Jonathan Rosen's best friend was brilliant, even after he was diagnosed as a paranoid schizophrenic in his early 20s, he writes in his new book, The Best Minds: A Story of Friendship, Madness, and the Tragedy of Good Intentions.


American Madness in The Atlantic excerpts part of the book.


While Michael Laudor was at Yale Law School, the pride of his professors, he was profiled in the New York Times as a symbol of success. The profile led to a huge book contract for a memoir. Ron Howard bought the rights and recruited Brad Pitt to star in a movie.


Then Laudor stopped taking his meds, became convinced that his pregnant fiancee was a nonhuman imposter and killed her. Laudor has spent the last 25 years in a mental institution.

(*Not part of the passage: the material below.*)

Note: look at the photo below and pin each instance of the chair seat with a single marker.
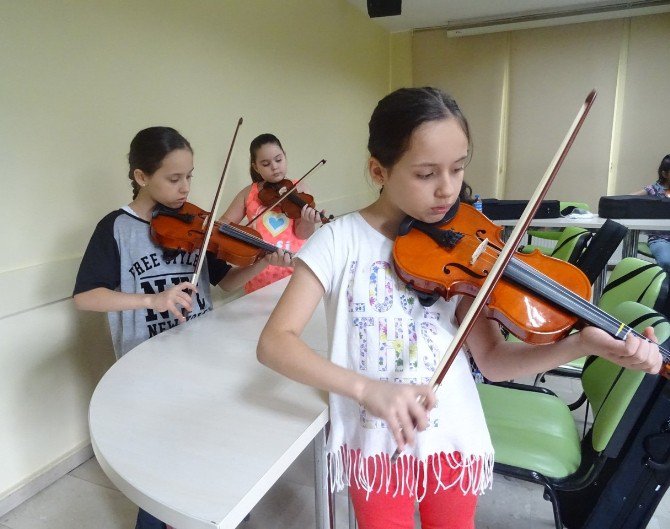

On the day he was accepted to Yale Law, Laudor "also believed that monkeys were eating his brain," writes Bari Weiss in The Free Press. He woke up every morning convinced his room was on fire.


Rosen's book investigates "America’s ongoing failure to get people like Michael the help that they so desperately need."


Michael became severely mentally ill in a world that had decided that "all mental illness is a social construct," Rosen tells Weiss. Foucault said a mental hospital is "a place to put your enemies who you’ve othered by calling mad simply because they swim against the rational stream," reducing illness to an abuse of power. That formula rejects reforming mental hospitals: They must be torn down, like the Bastille.

One of Michael’s mentors said to me, “You know, if I wasn’t so busy thinking what an amazing place Yale Law School was for taking Michael, I might have thought more about how he was feeling.” And this was someone who had asked Michael, “Do you still hallucinate?” And Michael had said, “Oh, yes! I’m looking at angels right now waving fronds of fire.”

Leaving someone on the street who "doesn't know what's real and what isn't" is not honoring their autonomy, Rosen tells Gal Beckerman in an Atlantic interview. "There are people too sick to help themselves or even know they’re sick."


He fears mental illness is being redefined so broadly that it includes half the population. That makes it hard to help the truly ill. "If everyone is sick, nobody is."